Sydney Local Health District (SLHD) are in the midst of their Innovation Week 2018. They chose to kick off the week with a Patient and Family Symposium, highlighting the importance of keeping patients and their families as the focus for their activities.
Given our interest in patient engagement, we took ourselves along to hear the perspectives shared. While research was not a specific topic on the day, we were pleased to see both patients and staff raising the desire for more patient involvement in research.
As we sat down to review some of the observations and insights of the day , we thought we may as well share what we learned with our community who may not have had the opportunity to be in the room. So here goes…
Julie McCrossin, MC and Patient
- As a survivor of head and neck cancer, Julie expertly balanced her role as MC and questioner, with sharing her own patient experiences throughout the day.
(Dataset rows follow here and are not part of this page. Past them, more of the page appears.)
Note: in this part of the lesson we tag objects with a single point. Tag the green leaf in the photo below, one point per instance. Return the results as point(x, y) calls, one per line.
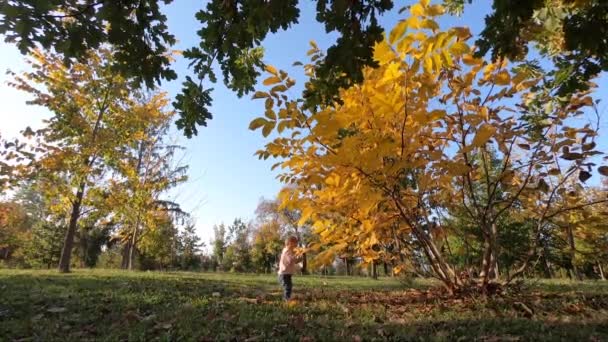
point(268, 127)
point(272, 80)
point(259, 95)
point(583, 176)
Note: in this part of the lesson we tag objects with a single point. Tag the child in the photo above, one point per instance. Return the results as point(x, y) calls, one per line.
point(288, 265)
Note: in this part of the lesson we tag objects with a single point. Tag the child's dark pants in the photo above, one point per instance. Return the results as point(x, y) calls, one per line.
point(285, 280)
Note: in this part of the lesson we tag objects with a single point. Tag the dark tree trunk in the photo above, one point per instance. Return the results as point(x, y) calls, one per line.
point(126, 251)
point(68, 244)
point(304, 264)
point(374, 270)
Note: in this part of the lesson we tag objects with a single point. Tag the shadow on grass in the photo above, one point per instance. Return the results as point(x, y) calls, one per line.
point(189, 306)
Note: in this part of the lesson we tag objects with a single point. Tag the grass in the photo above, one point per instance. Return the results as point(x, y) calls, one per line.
point(116, 305)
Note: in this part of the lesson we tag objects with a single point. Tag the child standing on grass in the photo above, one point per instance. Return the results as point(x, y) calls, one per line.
point(288, 265)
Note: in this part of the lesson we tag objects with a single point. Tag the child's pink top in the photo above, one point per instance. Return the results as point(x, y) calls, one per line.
point(288, 263)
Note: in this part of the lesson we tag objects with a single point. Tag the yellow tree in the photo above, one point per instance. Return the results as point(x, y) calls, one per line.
point(142, 175)
point(96, 114)
point(413, 139)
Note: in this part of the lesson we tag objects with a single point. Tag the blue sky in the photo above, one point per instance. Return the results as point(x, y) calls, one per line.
point(226, 179)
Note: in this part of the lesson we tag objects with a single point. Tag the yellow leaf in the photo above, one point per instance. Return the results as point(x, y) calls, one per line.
point(397, 32)
point(257, 123)
point(468, 59)
point(278, 88)
point(461, 32)
point(484, 133)
point(435, 10)
point(417, 10)
point(268, 127)
point(272, 70)
point(270, 114)
point(259, 95)
point(459, 48)
point(502, 78)
point(458, 169)
point(437, 114)
point(272, 80)
point(383, 53)
point(428, 65)
point(413, 23)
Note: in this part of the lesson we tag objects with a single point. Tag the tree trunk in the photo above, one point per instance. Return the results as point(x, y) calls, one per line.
point(132, 246)
point(441, 268)
point(304, 264)
point(124, 264)
point(575, 272)
point(68, 244)
point(374, 270)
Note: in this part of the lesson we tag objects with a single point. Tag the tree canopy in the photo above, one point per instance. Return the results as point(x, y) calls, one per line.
point(232, 33)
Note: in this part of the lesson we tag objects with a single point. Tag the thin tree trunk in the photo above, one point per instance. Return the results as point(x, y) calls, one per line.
point(304, 264)
point(66, 252)
point(124, 264)
point(68, 244)
point(575, 272)
point(133, 244)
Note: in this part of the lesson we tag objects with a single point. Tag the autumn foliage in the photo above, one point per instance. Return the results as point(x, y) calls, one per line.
point(432, 131)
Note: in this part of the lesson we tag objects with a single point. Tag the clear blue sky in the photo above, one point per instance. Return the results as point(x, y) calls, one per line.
point(226, 179)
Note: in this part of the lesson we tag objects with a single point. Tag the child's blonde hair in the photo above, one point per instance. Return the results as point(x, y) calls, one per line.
point(290, 239)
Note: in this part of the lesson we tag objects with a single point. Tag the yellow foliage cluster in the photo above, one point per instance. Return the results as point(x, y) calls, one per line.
point(415, 138)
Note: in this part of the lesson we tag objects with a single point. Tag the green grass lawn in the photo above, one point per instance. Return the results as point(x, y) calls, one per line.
point(116, 305)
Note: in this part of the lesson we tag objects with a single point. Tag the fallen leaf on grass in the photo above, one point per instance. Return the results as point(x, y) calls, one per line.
point(299, 322)
point(528, 313)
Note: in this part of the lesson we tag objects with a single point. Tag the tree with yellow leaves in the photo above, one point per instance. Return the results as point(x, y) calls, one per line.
point(413, 140)
point(96, 116)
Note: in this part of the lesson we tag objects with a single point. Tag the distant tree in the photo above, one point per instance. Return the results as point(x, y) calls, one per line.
point(266, 245)
point(95, 115)
point(190, 248)
point(571, 33)
point(238, 253)
point(231, 35)
point(219, 244)
point(15, 230)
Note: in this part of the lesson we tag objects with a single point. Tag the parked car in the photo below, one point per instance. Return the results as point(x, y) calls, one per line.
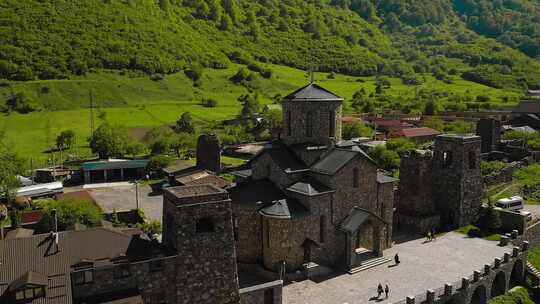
point(514, 203)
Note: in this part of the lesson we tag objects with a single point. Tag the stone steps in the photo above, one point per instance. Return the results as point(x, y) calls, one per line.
point(370, 264)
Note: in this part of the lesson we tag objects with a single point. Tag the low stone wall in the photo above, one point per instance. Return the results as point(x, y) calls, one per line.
point(503, 176)
point(532, 234)
point(512, 221)
point(262, 293)
point(482, 283)
point(418, 224)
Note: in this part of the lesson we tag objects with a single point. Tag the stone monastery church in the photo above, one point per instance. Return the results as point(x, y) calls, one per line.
point(310, 197)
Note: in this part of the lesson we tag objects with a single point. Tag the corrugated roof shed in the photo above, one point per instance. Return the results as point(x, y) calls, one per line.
point(40, 254)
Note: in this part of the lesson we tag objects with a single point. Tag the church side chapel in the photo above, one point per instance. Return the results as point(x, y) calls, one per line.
point(308, 198)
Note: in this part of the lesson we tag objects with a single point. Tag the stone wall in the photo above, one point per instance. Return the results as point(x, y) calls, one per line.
point(415, 196)
point(249, 235)
point(206, 264)
point(154, 285)
point(503, 176)
point(512, 221)
point(267, 293)
point(321, 118)
point(495, 277)
point(532, 235)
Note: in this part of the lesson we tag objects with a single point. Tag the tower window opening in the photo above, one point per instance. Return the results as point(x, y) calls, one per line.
point(309, 124)
point(205, 225)
point(447, 159)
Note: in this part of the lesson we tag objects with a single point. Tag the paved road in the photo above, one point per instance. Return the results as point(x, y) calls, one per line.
point(423, 266)
point(122, 198)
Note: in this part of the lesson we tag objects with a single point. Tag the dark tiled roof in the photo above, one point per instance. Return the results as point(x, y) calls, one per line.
point(417, 132)
point(210, 179)
point(39, 254)
point(332, 162)
point(312, 92)
point(19, 233)
point(284, 209)
point(383, 178)
point(309, 187)
point(283, 157)
point(528, 107)
point(255, 193)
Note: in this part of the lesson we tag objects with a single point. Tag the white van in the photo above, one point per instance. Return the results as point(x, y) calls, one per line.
point(514, 203)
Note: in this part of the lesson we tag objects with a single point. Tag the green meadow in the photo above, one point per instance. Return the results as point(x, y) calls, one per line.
point(136, 101)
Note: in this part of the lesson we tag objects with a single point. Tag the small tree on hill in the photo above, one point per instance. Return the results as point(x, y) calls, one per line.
point(65, 140)
point(185, 124)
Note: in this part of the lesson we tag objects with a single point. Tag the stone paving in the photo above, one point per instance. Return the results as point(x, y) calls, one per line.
point(122, 198)
point(424, 265)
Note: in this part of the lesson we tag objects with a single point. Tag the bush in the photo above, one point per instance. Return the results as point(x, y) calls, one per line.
point(474, 232)
point(19, 103)
point(157, 77)
point(209, 103)
point(69, 211)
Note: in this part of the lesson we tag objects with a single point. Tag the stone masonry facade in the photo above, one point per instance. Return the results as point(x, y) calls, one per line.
point(441, 188)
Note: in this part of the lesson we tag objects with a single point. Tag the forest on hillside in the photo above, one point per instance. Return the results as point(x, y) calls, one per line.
point(490, 42)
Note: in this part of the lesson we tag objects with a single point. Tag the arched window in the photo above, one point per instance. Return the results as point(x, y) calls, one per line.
point(204, 225)
point(472, 160)
point(322, 228)
point(356, 178)
point(331, 124)
point(288, 123)
point(309, 124)
point(447, 159)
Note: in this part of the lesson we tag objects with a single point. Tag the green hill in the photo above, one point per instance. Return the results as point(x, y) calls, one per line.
point(134, 57)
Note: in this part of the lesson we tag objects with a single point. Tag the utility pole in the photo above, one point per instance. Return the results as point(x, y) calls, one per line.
point(91, 113)
point(137, 193)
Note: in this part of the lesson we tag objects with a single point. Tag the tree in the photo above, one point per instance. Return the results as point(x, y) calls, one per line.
point(215, 10)
point(151, 228)
point(65, 140)
point(430, 108)
point(357, 129)
point(490, 220)
point(231, 9)
point(185, 124)
point(225, 23)
point(113, 141)
point(3, 216)
point(273, 119)
point(164, 5)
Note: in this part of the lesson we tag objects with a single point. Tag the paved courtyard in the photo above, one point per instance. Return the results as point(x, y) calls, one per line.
point(423, 266)
point(121, 197)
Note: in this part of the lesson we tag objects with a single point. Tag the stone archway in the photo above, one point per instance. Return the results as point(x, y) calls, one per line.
point(498, 288)
point(517, 275)
point(479, 295)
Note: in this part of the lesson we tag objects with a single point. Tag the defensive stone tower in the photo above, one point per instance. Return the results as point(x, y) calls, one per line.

- Clinicians get desensitised to what is normal for the average person. That can lead to very traumatic experiences for patients.
- The language clinicians use matters. Julie talked of the the trauma of the ‘immobilisation’ mask used in her radiation therapy. Using the words ‘safety mask’ instead of ‘immobilisation’ mask could have helped in managing how she felt about the mask.
- Don’t assume the patient has been informed. In Julie’s case, everyone thought someone else had briefed her about the mask, which added to her distress upon being introduced to it.
- There is much we can learn from how healthcare strives to make the experience better for paediatric patients that could be applied to care of adults. Look to your paediatric colleagues for inspiration. Two examples were shared:
- A UK group created a 1:6 model of the radiotherapy room and mask for paediatric patients to help demystify what will happen during the treatment.
- A ‘magic string’ can be used to connect paediatric patients undergoing therapy to carers outside the radiotherapy room to make them feel a little less alone. A tug of the string enables a form of communication between them.
- Why not use tools like these to also provide comfort to adults undergoing radiotherapy?
- Improving the patient experience doesn’t have to cost alot of money – take for example the ‘magic string’.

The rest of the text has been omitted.